Such possibilities will be discussed in a poster and a talk by Virginia Tech researchers presenting at the 229th American Chemical Society national meeting in San Diego on March 13-17.
Researchers in Karen Brewer's group at Virginia Tech have designed supramolecular complexes that can hold and, when signaled by light (photoinitiatied), will generate pharmaceutical compounds that can cleave DNA, such as in a tumor cell. "The challenge has been that tissue blocks light so we can't signal molecules deep within the body to deliver drug therapy," says Brewer, associate professor of chemistry.
Matthew Mongelli of Maywood N.J., a postdoctoral associate in chemistry, and his colleagues in chemistry and biology at Virginia Tech, have been working with Theralase Technologies Inc. to design molecular systems that use light that is in the therapeutic window.
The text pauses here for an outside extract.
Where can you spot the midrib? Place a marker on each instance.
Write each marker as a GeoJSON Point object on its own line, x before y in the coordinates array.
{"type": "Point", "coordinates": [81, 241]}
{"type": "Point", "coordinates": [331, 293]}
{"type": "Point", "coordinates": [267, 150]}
Starting with a complex with known DNA cleaving qualities, they changed the light absorber unit to one that responds to the red wavelength.
"Investigations into polyazine supermolecular complexes containing Ru and Os with Rh centers that possess photoactive MMCT states: Visible light induced, oxygen independent DNA photocleavage (INOR 329)," will be presented by Mongelli during the general poster session, 7 to 9 p.m., Sunday, March 13, in Convention Center Hall D. The poster has also been selected for the Sci_Mix session 7 to 9 p.m. Monday, March 14, in the Convention Center's Sails Pavilion.
Co-authors are Brewer; undergraduate chemistry students Matthew Jeletic of Centreville, Va. and Jerita Dubash of Ashburn, Va.; and Biology Professor Brenda S. J. Winkel, all of Virginia Tech.
Brewer will also give an oral presentation on designing photochemical molecular devices and applications in photodynamic therapy and in solar energy conversion. Because of the detail offered by Mongelli's poster, Brewer says she will focus on the exciting potential of creating molecules to reduce water to hydrogen. The talk, "Designing photochemical molecular devices utilizing Os and Ru polyazine light absorbers and Rh and Pt reactive sites: Applications in solar energy conversion and photodynamic therapy (INOR 410)," will be presented at 4:50 p.m. Monday, March 14, in Convention Center Room 4. Co-authors are chemistry Ph.D. students Mark Elvington of Blacksburg, Va. and Ran Miao of Zhangzhou City, China, Mongelli, Dubash, Jeletic, and chemistry undergraduate Julie Heinecke of Powhatan, Va.
Poster Abstract: Supermolecular complexes of the form LA-BL-RhIIICl2-BL-LA (LA = RuII or OsII polypyridine light absorber; BL = polyazine bridging ligand) can be designed to have Rh (d_*) LUMOs low lying and MMCT (metal to metal charge transfer) states. Photoinitiated DNA cleavage occurs via an oxygen independent pathway by way of a visible light induced population of the MMCT triplet state. An analysis of factors impacting this reaction with DNA will be presented. Work towards designing systems that utilize light in the therapeutic window will be presented. This work is supported by the NSF (CHE-0408445).
Oral Abstract: Mixed-metal supramolecular complexes are a promising structural motif for the construction of a wide assortment of photochemical molecular devices. Coupling of Ru or Os light absorbers to Rh or Pt reactive centers yields complexes that display an array of interesting photochemical properties. Through modification of the components used in these devices we have produced systems that function as photoinitiated electron collection devices, photocatalysts for the production of hydrogen from water, new types of photodynamic therapy agents and chromophoric DNA binding agents. Factors impacting the selection of device components and aspects of the photochemical reactivity of these complexes will be presented. This work is supported by the NSF (CHE-0408445) and the ACS-PRF.